Famous in a Small Town
It's hard to be famous. I'm not talking movie star or rock star famous. I'm talking about living in a small town and being in the public eye. City council members. The mayor. Teachers. Principals. Newspaper editor. None of it is easy.

My experience with this started at a very early age. My parents were both varsity coaches. Can you imagine? For the most part, it was fine and I have good memories of being at the gym or on the softball diamond. However, as I got older, there were times when it did (for lack of a better word) suck.

Fast forward to me in high school and my dad going from a teacher to the high school principal. Nothing like having mean teenagers take out crap on you. My thought was always, my dad wasn't the one that broke the rules, you were, he's just here to enforce them.

Maybe it was just meant to be that I have the job that I do, I don't know. Even though I realize that everyone is entitled to their opinion, sometimes it just gets downright annoying. And frustrating.

While you may disagree with a story I write, a referee's call at a basketball game, or a principal's punishment, you still need to realize one thing: people don't mess up things or do things to make people mad on purpose. 99% of the people in the world aren't mean-spirited, they try to do what they think it best.

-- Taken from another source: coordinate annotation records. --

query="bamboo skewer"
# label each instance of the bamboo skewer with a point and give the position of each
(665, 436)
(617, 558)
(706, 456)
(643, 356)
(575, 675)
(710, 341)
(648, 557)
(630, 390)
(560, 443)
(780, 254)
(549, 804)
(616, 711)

Would I get to go out to a farm and tell a farmer how to do their job? What if I headed over to the bank and told them how to run the bank? The thought of that seems a little ridiculous, doesn't it? And yet, there are people who think they are experts everywhere for the jobs that I have mentioned in this article. If those people think they are so good at it, why don't they become a coach, prinicipal, ref, or newspaper editor? There is a lot more to these jobs than you think there is.

You know what's funny? In all of my almost-30 years, I have never, ever met anyone that's perfect. I know I'm far from it. I think people tend to get on their high-horses and forget that simple fact...nobody is perfect. Another thing I think they forget is that the people they are ragging on and complaining about are people too. People with families (just like them) and feelings (just like them). I wish people would remember that the next time they go and run their mouth.

All I'm asking is this. The next time you feel the need to say something negative about somebody and the job their doing, put yourself in their shoes before you do so, it might just make you rethink what you were about to say, but that's just the way I see it.